·

n-1 missunderstandings in calculation of empirical variance and standard deviation - bias-corrected variance estimation

In statistics, variance is the expectation of the squared deviation of a random variable from its mean. It measures how far a set of (random) numbers are spread out from their average value. Thus the variance has a central role in statistics, e.g. in descriptive statistics, statistical inference, hypothesis testing, goodness of fit or Monte Carlo sampling. In Conclusion, variance is an important tool in all sciences, where statistical analysis of data is common.

When we talk about empirical variance it has to be considered which convention or definition applies in the corresponding context. Neither the naming of the definitions nor the corresponding notation is consistent used in the literature. This often leads to misunderstandings and communication mistakes!

In general, there are two ways empirical variance can be computed: Out of an entire population (if the entire population is known) by using the denominator "n"  or - in cases where this cannot be done - we can estimate it by examining a random sample (randomly taken from the entire population) and compute it with a bias corrected denominator: "n-1" (degrees of freedom).

The same applies to the square root of the variance, the standard deviation. Here we can also distinguish a population standard deviation (the standard deviation of the entire population) from an estimated sample standard deviation (the standard deviation of a sample). Like above, in the population standard deviation formula, the denominator is n instead of n-1.

Because of knowing it's a rare that measurements can be taken for an entire population, by default, statistical software packages like SPSS etc. always calculate the sample standard deviation. The same applies to journal articles, where we should always assume that a sample standard deviation is reported unless otherwise is explicitly specified.

I have often been asked how fundamental the deviation is from a mathematical perspective?  Does it really make a big difference whether the variance or standard deviation is calculated with n respectively n-1 in the denominator?

To get a better feeling how fundamental the problem is, I tried visualize it with the following graphs:

The figure shows that we underestimate the variance, especially if we want to estimate it for the total population on the basis of small samples. For example, if we have a sample of 5 Participants and calculate the variance without a bias corrected denominator, we underestimate the population effect round about 20% and if n=10 is given round about 10%. That's not a little!

But what we also can see that the deviation gets smaller and smaller by growing sample sizes. As sample size increases, the amount of bias decreases. We obtain more information and the difference between becomes smaller. Latest if our sample is larger than 100 the deviation is <1% and reduces the bias problem to a formal aspect.

The same applies to the standard deviation. Of course, the relative difference is smaller here, since it's the square root of the variance:

In conclusion we can say that the variance and standard deviation of an entire population always should be computed with the denominator n in cases where every member of a population is sampled. In cases where that cannot be done, the variance and standard deviation has to be estimated by examining a random sample taken from the population and computing a statistic of the sample by using the correction n-1.

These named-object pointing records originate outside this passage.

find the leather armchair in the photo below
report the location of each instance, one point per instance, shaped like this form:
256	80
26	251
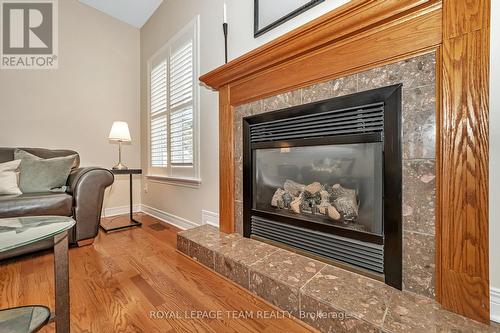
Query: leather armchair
87	186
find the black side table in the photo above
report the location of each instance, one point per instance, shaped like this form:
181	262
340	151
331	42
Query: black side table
133	222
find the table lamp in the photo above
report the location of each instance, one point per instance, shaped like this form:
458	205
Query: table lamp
119	133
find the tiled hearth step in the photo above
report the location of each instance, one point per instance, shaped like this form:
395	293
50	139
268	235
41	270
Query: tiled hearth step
302	286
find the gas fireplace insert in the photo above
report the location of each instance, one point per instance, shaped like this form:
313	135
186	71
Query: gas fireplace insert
325	179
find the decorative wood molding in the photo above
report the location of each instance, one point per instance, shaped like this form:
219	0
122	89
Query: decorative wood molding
464	141
341	24
368	33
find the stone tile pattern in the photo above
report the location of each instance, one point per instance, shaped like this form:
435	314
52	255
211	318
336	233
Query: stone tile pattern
328	298
419	140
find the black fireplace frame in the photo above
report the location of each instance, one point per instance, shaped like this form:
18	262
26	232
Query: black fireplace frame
391	97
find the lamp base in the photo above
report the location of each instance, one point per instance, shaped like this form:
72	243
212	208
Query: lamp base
120	166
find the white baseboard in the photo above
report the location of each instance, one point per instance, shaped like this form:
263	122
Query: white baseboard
122	210
210	218
176	221
495	304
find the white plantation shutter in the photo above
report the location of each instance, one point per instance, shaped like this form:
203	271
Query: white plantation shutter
159	150
181	104
173	106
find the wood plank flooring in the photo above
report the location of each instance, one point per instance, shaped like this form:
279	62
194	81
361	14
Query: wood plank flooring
119	281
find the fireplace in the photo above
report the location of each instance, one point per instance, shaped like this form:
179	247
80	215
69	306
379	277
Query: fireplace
325	179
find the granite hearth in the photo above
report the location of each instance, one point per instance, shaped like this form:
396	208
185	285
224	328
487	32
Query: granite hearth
324	296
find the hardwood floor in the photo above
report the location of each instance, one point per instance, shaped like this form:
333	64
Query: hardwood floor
122	278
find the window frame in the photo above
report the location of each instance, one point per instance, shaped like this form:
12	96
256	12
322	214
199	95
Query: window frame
177	174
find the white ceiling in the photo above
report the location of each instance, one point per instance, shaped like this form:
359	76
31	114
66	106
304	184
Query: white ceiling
133	12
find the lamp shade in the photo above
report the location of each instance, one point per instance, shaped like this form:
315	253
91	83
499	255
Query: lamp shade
119	132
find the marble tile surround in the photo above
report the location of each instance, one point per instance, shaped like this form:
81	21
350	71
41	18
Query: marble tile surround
328	298
419	139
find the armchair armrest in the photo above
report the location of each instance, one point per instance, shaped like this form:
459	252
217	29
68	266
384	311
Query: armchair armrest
87	186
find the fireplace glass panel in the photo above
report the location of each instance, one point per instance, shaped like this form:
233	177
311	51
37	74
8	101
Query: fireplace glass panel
339	185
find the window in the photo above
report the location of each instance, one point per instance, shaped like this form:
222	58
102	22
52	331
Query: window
173	107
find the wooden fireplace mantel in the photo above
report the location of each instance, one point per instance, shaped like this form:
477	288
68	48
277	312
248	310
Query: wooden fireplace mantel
368	33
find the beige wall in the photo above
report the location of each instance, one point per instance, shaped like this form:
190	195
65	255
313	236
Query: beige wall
74	106
185	202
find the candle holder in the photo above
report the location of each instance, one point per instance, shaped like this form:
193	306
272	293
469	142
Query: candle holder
224	28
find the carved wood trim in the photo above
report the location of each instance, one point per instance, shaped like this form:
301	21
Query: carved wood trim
368	33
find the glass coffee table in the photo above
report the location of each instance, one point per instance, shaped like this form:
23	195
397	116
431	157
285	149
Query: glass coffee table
23	231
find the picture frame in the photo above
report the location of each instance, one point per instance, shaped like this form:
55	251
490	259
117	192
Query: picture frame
268	14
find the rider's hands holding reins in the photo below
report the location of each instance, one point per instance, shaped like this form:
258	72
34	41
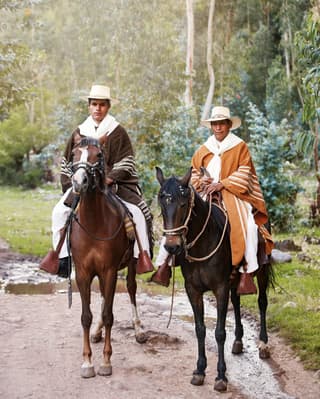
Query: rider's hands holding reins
209	186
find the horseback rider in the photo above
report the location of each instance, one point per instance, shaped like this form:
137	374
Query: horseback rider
120	172
231	172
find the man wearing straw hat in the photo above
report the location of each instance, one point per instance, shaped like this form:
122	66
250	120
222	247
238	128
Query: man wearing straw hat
231	172
120	170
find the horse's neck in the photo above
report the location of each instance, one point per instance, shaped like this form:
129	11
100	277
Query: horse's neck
94	207
199	217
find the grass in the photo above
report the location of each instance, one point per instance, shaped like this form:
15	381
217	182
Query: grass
26	218
294	305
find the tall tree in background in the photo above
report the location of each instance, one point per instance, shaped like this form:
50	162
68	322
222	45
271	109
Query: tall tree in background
190	53
308	44
207	105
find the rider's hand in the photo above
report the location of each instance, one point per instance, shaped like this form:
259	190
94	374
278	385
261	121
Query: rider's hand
213	187
109	181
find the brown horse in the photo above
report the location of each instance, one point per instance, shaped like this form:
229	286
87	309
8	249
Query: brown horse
196	232
100	247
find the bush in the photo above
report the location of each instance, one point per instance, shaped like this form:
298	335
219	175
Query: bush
273	153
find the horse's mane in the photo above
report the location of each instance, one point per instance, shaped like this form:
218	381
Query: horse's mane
117	205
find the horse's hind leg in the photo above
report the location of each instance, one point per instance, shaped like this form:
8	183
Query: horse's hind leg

However, unlike in the case of estimating the population mean, for which the sample mean is a simple estimator with unbiased, efficient, maximum likelihood properties, there is no single estimator for the variance and standard deviation with these properties. So we have to accept that an unbiased estimation of the variance and standard deviation is a technically involved problem.

Almost always calculations are carried out with the denominator n-1. This has become more or less a standard and often this is right. But from case to case other estimators can be better: for example, the denominator n-1.5 mostly eliminates bias in unbiased estimation of standard deviation for normal distributed variables and the denominator n+1 can be used to minimize the mean squared error of a normal distribution.

For post hoc corrections of uncorrected variances and standard deviations I wrote a simple R-script:

n <- 3 # Enter sample size

varvalue <- .672 # Enter population variance or standard deviation

corr <- 1 # Enter correction value (e.g. "1" for n-1)

eq1 <- n/(n-corr)

eq2 <- sqrt(eq1) # Ignore this line for variance computations

result <-varvalue*eq2 # and change "eq2" to "eq1"

result

Also it’s possible to "remove" corrections post hoc by putting the correction value (named „corr“) from the denominator in the numerator:

n <- 3 # Enter sample size

varvalue <- .823 # Enter sample variance or standard deviation

corr <- 1 # Enter correction value (e.g. "1" for n-1)

eq1 <- (n-corr)/n

eq2 <- sqrt(eq1) # Ignore this line for variance computations

result <-varvalue*eq2 # and change "eq2" to "eq1"

result